Further gains depend on incoming economic data and any clarification from Chairman Warsh. The lack of rate projections raises uncertainty, which could cap upside.

XAU/USD
Bullish 🤖 60%
📅 Short-term 🌍 Global ✨ Inferred

Gold advanced as the dollar weakened and Treasury yields dipped following the Fed's decision to hold rates and scrap the dot plot. Lower opportunity cost supports the non-yielding metal.

Catalysts
  • DXY decline and lower yields after dot plot removal
Risk Factors
  • A sudden hawkish shift if inflation spikes
  • Technical resistance near $2,000/oz
▼ Show FAQ (2) ▲ Hide FAQ
Why is gold rising after the Fed statement?

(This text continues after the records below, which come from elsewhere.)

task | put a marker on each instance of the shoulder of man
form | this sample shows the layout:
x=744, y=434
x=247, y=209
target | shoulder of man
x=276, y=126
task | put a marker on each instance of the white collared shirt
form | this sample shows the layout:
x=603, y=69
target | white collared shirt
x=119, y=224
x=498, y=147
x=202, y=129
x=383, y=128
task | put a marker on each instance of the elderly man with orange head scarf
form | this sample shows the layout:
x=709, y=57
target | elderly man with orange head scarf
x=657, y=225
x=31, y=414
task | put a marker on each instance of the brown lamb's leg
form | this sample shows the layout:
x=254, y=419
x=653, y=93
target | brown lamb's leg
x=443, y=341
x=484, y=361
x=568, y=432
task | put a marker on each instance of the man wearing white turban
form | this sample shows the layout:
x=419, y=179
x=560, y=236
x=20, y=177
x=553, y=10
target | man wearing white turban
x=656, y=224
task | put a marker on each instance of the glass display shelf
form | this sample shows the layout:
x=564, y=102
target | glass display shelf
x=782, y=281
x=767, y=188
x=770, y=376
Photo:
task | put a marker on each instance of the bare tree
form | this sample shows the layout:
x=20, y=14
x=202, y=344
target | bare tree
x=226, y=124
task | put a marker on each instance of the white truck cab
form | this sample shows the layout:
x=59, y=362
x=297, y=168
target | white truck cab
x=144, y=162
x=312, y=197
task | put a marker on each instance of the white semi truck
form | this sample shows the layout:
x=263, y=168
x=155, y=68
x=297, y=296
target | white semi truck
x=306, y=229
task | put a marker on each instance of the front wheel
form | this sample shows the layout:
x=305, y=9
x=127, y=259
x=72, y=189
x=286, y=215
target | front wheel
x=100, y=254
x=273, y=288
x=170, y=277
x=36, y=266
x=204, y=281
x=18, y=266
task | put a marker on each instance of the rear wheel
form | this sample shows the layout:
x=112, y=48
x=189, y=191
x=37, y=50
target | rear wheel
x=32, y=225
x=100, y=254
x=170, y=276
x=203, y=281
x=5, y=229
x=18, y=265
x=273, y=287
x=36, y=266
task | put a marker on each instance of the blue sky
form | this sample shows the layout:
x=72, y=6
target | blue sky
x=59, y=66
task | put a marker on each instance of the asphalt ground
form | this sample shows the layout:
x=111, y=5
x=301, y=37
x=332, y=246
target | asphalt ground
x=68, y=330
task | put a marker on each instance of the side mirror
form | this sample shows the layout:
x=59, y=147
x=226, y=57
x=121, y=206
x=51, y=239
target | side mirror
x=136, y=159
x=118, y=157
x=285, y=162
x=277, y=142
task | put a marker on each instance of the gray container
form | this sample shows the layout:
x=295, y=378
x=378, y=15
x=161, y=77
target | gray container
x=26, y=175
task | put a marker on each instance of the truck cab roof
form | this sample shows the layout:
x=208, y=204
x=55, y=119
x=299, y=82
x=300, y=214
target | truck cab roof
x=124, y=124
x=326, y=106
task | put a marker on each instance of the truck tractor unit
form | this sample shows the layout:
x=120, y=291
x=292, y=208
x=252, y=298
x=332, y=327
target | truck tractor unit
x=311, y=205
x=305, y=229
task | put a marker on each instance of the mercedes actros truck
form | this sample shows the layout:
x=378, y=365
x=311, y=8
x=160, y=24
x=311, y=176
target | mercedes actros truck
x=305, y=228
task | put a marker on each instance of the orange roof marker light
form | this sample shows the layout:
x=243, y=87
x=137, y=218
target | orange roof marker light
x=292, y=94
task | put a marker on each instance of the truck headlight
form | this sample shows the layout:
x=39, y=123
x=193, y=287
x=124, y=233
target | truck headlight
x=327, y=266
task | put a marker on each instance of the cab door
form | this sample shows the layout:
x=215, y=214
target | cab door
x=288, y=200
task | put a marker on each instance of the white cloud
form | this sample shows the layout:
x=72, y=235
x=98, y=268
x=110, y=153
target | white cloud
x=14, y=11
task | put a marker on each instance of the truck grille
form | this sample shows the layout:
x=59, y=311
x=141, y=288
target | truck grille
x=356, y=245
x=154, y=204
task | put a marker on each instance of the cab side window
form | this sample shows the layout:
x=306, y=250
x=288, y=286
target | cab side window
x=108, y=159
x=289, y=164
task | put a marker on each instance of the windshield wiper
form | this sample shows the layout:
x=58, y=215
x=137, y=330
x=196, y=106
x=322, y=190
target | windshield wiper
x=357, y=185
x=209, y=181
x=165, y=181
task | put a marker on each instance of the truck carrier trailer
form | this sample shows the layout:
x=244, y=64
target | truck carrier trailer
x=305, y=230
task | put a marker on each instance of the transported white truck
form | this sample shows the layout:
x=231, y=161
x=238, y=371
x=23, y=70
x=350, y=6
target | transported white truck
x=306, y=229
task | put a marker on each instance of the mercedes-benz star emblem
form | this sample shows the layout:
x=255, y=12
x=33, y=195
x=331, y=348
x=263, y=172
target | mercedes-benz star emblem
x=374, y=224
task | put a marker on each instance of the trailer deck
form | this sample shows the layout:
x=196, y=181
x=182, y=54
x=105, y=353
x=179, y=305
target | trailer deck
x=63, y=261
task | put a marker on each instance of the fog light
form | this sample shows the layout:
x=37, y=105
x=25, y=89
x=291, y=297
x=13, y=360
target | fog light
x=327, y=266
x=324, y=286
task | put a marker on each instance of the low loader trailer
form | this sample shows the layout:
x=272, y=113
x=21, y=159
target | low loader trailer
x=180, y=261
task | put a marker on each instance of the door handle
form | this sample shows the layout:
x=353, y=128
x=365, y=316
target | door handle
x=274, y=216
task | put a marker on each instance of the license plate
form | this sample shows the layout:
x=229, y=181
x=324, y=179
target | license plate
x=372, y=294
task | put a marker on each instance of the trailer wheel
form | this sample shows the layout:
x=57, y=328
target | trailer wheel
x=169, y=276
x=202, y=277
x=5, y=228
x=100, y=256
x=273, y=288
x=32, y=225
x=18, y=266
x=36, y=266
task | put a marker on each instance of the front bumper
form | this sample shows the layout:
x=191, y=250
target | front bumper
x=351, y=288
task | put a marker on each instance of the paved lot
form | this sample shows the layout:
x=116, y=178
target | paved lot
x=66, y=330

The dollar and Treasury yields slipped, making gold more attractive as a non-interest-bearing asset.

What is the next key level for gold?

Watch the $2,000 psychological barrier. A close above could trigger further buying; failure to hold current gains risks a pullback toward $1,950.

🎯 Key Takeaways

  • Chairman Kevin Warsh held the federal funds rate unchanged at his inaugural meeting.
  • The Fed declined to publish its quarterly dot plot, removing a key variable for rate expectations.
  • Treasury yields slipped as markets priced out some tightening premia.
  • The dollar index fell, reflecting reduced hawkishness.
  • Equities initially rose but gave back gains amid uncertainty over the policy path.
  • Gold advanced on the combination of lower yields and a softer dollar.
  • Forward guidance now depends solely on Warsh's post-meeting commentary and upcoming data.

📝 Executive Summary

Federal Reserve Chairman Kevin Warsh held interest rates steady and declined to release the customary dot plot forecast at his first policy meeting. The decision injects fresh uncertainty into the rate outlook as markets lose key forward guidance. Treasury yields dipped and the dollar edged lower, while stocks pared early gains awaiting clarity on the central bank's next steps.

❓ FAQ

What did the Federal Reserve decide under Chairman Warsh?

The Fed held interest rates steady and chose not to release the customary dot plot forecast, departing from recent practice.

Why is the dot plot important for markets?

The dot plot provides Fed officials' individual rate projections, shaping market expectations for future policy. Its absence leaves investors without concrete guidance on the pace of tightening or easing.

How did markets react immediately?

Treasury yields and the dollar dipped, reflecting a perceived dovish shift. Stocks were volatile, initially gaining on hopes of gentle policy before fading.